MIP: Tocou em vários festivais de Verão. Acha que no Verão as pessoas estão mais viradas para o reggae do que no Inverno?
Richie Campbell: É verdade e eu odeio que isso seja assim… E já disse várias vezes que reggae não é música de Verão, porque é que reggae é música de Verão? Porque infelizmente a maneira como o reggae foi introduzido à nossa sociedade foi associado a essas imagens do surf e da praia porque veio de um país das Caraíbas, e o reggae é muito mais do que isso. Acho que as pessoas, sem dúvida, estão muito mais interessadas em reggae no Verão precisamente porque têm isso na cabeça.

MIP: E o que é o reggae?
Richie Campbell: Quando se escolhe bem as músicas o reggae é uma enciclopédia de lições de vida.

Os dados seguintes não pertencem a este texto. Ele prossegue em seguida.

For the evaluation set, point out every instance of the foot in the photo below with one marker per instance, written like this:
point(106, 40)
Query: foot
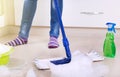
point(17, 41)
point(53, 43)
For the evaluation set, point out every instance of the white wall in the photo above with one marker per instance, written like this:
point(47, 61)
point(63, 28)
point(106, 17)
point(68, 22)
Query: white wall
point(77, 13)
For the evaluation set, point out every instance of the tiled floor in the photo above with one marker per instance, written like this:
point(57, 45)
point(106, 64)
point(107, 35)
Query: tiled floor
point(83, 39)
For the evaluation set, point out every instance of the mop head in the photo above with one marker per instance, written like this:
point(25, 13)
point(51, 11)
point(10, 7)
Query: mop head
point(81, 65)
point(44, 64)
point(5, 52)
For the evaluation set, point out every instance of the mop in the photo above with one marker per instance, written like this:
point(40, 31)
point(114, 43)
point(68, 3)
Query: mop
point(45, 63)
point(65, 41)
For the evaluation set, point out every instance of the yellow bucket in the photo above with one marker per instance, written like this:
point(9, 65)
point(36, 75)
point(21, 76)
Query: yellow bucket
point(5, 56)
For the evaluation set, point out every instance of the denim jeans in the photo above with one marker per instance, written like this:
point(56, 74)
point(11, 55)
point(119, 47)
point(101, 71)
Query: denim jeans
point(29, 10)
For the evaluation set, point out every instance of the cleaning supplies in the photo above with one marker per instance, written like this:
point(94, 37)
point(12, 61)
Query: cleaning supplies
point(65, 40)
point(5, 52)
point(109, 48)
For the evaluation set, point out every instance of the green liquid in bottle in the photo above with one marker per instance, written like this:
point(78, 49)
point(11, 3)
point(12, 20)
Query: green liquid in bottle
point(109, 47)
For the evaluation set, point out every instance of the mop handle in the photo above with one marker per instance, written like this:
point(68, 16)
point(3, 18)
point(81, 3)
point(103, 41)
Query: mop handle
point(65, 40)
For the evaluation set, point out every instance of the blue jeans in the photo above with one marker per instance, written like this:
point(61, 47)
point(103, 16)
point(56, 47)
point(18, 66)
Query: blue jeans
point(29, 10)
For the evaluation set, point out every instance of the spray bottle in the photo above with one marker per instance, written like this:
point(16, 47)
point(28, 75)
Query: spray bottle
point(109, 48)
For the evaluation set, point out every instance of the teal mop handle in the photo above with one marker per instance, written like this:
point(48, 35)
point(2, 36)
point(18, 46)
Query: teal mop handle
point(65, 40)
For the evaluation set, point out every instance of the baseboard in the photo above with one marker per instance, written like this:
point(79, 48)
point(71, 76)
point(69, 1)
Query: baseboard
point(8, 30)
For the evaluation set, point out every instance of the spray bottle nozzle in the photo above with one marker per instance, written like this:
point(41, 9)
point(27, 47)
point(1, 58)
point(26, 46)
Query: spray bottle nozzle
point(111, 26)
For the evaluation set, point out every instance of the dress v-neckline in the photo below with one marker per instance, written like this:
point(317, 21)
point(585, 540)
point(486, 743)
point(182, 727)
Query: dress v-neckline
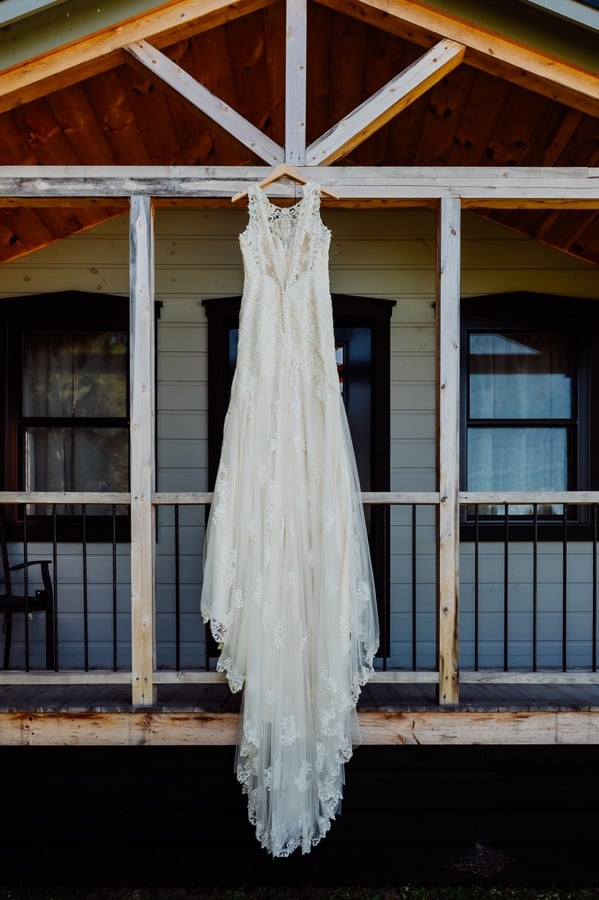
point(291, 218)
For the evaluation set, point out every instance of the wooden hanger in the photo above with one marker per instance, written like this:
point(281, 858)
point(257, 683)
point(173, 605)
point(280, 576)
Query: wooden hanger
point(283, 170)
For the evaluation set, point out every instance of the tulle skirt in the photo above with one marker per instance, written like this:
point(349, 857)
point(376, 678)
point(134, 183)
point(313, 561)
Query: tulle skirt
point(288, 590)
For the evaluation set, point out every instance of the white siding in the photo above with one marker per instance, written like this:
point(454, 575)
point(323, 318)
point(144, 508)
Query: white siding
point(387, 254)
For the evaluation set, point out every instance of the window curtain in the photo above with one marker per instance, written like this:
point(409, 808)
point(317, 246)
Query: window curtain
point(518, 384)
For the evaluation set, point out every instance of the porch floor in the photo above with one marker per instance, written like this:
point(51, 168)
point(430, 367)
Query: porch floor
point(382, 698)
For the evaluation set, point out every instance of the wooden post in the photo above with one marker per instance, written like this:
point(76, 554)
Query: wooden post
point(141, 232)
point(295, 82)
point(448, 443)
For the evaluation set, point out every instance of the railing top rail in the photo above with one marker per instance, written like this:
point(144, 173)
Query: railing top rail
point(391, 498)
point(501, 498)
point(65, 498)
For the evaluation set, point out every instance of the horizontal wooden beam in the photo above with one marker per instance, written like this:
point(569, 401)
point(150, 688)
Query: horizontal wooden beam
point(528, 497)
point(151, 729)
point(564, 187)
point(172, 76)
point(485, 50)
point(99, 52)
point(50, 497)
point(386, 103)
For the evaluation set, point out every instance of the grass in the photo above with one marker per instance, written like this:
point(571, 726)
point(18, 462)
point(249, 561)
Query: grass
point(314, 892)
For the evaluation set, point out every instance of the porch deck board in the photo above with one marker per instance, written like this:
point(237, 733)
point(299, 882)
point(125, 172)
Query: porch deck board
point(383, 698)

Se formos estudar, o reggae ou qualquer música que seja feita na Jamaica, eu consigo encontrar quase uma música sobre qualquer coisa, sobre o que eu quiser. Estou a pensar sobre isto e há uma música que aborda esse tema, e eu acho que o legado do reggae que mais me diz é esse mesmo, é o cobrir de uma data de problemas e situações que ocorrem na vida de toda a gente, e que eles conseguem desconstruir e falar de uma maneira, têm o poder de conseguir pôr as coisas numa outra perspetiva e é isso que eu tento também fazer às vezes.

MIP: Essa é a mensagem que tenta transmitir?
Richie Campbell: A mensagem é exatamente essa, e o grande desafio é aperfeiçoar essa mensagem e torná-la cada vez mais clara, e conseguir passar mais dessa mensagem cada vez mais.

MIP: Ao longo desta tournée, existiu alguma data em particular que o marcasse mais?
Richie Campbell: Sim, o Festival do Crato. Nós tivemos uma tour ótima, não houve nenhum concerto que tenha corrido menos bem, tiveram todos completamente cheios e isso foi ótimo. Mas por alguma razão o Festival do Crato foi, sem dúvida, um dos que nos ficou na cabeça porque o ambiente naquele sítio foi qualquer coisa de espetacular.

MIP: Comparando o público lá fora, com o público português, é muito diferente?
Richie Campbell: Completamente diferente. O público português é o melhor público de todos e cada vez me chateia mais ver pessoas lá fora a dizer o mesmo, porque é uma coisa boa, só que para nós que estamos habituados ao público português, quando vamos lá para fora é sempre um bocado uma desilusão, e fico logo com vontade de voltar. Mas também tenho sorte de ter nascido cá e poder tocar (para o público português) quando me apetece. Mas fica-se com uma ideia que no mundo todo é assim e não são de fato, nós vivemos muito mais. No outro dia vi os 30 Seconds to Mars e falavam de Portugal, que são uma banda gigantesca que tocam em todo o sitio e que falavam especificamente de Portugal, por isso cada vez há mais provas que o público português é o melhor.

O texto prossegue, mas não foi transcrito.